魅力的なSリーグ=アルビレックス新潟シンガポール社長コラム 第2回
しかし、である。彼らがそれらをただ放置しているわけではない。特にシンガポールは、持ち前のオリジナリティー溢れる試みで、自国のサッカーレベルを向上させている。それは、経済を急激に発展させてきた経験と同様に、世界でも類を見ないほどユニークな展開を図っている。
マレーシアリーグから独立し、Sリーグ立ち上げへ
もともと、シンガポール代表チームは1921年よりマレーシアのサッカーリーグに所属していた。国家自体がマレーシアから独立(1965年)してからは、その歴史的背景からか、シンガポール国内で過激とも表現できる異様な盛り上がりを見せていたようだ。ある種、自国のアイデンティティーを確立するために、それが大きな役割を果たしていたことは想像に難くないだろう。現在では、シンガポール人の大半がレベルの高いプレミアリーグを観ていることもあり、自国のリーグについては皮肉を交えながら観ることが多い。それゆえ、サッカーに対しての興味の行き先は決まっている。ひとつはサッカーくじ、そしてもうひとつがナショナルチームである。現在も「好きなチームはどこ?」とシンガポール人に尋ねると「ナショナルチーム」という答えが圧倒的に多い。それは、Jリーグ開幕前の日本の状況と似通っているように感じる。

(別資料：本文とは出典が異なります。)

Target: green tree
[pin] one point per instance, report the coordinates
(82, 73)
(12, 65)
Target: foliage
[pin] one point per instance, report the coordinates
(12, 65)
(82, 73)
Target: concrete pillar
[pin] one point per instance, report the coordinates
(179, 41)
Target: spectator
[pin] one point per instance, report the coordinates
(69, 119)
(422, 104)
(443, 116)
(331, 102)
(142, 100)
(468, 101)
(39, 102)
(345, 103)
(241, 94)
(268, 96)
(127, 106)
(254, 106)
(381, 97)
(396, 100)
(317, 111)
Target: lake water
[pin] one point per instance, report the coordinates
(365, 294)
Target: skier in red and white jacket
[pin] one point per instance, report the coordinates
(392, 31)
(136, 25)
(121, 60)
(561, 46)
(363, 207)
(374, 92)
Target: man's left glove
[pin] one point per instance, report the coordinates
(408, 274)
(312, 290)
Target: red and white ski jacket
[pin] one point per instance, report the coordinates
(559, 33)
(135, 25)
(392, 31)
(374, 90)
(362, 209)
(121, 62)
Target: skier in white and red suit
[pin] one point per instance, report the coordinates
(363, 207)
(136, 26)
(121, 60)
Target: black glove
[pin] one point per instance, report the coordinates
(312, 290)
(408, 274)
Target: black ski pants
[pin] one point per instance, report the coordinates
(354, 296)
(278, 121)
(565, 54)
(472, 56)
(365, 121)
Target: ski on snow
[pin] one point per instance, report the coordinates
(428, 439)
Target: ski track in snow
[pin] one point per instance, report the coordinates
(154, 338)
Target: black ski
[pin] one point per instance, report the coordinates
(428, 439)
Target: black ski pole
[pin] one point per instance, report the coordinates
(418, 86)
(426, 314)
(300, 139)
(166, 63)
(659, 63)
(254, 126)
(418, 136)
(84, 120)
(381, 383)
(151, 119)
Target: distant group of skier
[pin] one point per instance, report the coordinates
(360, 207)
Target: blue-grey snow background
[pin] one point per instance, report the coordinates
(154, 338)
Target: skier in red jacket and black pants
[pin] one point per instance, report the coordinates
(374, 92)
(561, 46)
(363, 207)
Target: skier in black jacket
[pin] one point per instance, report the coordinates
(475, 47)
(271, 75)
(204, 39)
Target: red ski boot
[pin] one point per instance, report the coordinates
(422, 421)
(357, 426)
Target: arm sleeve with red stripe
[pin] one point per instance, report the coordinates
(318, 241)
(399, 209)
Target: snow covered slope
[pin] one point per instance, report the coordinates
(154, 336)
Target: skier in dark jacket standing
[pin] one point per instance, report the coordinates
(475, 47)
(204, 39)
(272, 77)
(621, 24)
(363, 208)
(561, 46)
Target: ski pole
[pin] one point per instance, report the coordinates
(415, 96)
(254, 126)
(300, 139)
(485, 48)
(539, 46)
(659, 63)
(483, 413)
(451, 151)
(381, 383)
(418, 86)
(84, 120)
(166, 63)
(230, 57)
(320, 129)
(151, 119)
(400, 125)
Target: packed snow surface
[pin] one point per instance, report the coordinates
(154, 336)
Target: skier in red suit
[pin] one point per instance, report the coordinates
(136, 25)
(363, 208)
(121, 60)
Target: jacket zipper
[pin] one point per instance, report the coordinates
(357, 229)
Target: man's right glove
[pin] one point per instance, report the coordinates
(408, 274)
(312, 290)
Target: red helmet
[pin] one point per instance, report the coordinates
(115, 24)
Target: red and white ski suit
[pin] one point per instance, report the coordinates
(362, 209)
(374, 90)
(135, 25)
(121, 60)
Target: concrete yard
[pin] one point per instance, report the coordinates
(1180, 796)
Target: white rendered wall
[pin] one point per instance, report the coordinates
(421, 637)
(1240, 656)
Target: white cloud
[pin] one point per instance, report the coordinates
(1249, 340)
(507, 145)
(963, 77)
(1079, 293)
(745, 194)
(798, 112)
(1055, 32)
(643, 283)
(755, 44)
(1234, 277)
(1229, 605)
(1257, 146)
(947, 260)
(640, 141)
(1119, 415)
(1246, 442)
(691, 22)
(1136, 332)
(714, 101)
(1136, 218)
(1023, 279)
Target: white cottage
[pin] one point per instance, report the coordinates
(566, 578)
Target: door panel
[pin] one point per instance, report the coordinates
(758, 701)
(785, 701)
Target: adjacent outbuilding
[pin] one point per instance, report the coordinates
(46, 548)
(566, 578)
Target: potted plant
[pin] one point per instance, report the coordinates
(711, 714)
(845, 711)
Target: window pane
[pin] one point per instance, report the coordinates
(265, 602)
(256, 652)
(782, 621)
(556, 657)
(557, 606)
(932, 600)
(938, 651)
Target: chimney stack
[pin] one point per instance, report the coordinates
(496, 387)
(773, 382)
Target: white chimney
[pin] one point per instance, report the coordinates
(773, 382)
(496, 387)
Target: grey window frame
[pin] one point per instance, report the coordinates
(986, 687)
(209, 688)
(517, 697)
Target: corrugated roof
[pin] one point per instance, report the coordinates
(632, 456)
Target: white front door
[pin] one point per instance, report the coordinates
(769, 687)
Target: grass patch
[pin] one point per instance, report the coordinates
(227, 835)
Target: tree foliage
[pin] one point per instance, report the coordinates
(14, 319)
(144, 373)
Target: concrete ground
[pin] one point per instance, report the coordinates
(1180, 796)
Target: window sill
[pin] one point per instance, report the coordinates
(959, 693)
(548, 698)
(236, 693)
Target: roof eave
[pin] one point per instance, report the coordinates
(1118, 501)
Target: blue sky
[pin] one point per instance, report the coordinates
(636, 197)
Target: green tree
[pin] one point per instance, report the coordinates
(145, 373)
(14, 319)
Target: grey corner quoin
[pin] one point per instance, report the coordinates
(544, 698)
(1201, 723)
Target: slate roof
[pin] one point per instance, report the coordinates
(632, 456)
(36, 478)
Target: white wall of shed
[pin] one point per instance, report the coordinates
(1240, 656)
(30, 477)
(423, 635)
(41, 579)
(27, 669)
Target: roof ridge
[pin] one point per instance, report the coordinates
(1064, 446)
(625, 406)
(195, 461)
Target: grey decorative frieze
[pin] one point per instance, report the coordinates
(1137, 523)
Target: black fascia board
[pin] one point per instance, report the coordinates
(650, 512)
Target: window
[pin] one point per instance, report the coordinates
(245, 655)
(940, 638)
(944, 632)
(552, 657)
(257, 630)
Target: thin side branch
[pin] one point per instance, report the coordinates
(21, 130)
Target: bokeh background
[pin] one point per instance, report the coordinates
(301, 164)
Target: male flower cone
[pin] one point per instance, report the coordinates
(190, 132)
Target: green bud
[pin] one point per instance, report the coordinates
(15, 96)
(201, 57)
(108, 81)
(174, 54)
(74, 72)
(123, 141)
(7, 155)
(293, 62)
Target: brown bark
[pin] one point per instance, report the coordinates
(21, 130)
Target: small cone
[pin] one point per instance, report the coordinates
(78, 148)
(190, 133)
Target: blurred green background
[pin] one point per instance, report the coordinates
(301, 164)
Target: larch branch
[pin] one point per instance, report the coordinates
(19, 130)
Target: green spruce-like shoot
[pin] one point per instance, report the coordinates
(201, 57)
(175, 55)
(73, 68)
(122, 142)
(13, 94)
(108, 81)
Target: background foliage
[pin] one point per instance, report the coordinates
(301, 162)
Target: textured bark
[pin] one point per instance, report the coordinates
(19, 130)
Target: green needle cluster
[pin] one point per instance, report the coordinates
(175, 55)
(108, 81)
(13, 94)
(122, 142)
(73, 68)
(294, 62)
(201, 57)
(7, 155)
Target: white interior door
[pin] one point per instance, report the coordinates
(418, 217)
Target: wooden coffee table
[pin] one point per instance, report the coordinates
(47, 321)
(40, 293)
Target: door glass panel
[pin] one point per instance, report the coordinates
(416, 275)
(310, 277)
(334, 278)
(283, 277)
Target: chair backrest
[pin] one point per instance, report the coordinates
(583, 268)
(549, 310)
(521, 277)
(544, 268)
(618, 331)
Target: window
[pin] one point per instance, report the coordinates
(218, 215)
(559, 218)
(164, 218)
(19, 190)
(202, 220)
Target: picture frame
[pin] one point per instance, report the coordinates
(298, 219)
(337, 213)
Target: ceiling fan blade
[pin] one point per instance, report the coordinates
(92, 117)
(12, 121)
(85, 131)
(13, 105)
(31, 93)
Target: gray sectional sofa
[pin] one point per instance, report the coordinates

さて、マレーシアリーグに所属していたシンガポール代表チームだが、1994年に22回目のリーグ優勝を果たしている。しかし翌年、八百長疑惑が噴出し、シンガポールは独自のサッカーリーグを設立する必要に迫られた(マレーシアリーグから締め出された、という説も根強いが……)。それをきっかけに立ち上がったのがSリーグというわけだ。
Jリーグの影響を受け、2ステージ制でスタート
Sリーグ発足の3年前、1993年に立ち上がった日本のJリーグは、Sリーグのあらゆるところに影響を与えている。その際たる例が、「ステージ制」だろう。1シーズンを2ステージに分け、それぞれのステージ王者が最終決戦を行うというリーグ戦だ。ファンの興を冷まさない、スポンサーを複数組み込むことができる、などのメリットはある。しかし、個人的にはどこか真剣勝負の醍醐味から乖離(かいり)してしまうと感じるステージ制。この制度の導入は、明らかにJリーグの成功に追随したものだった(翌年には、現在のJリーグと同じく、1ステージ制へと変更されている)。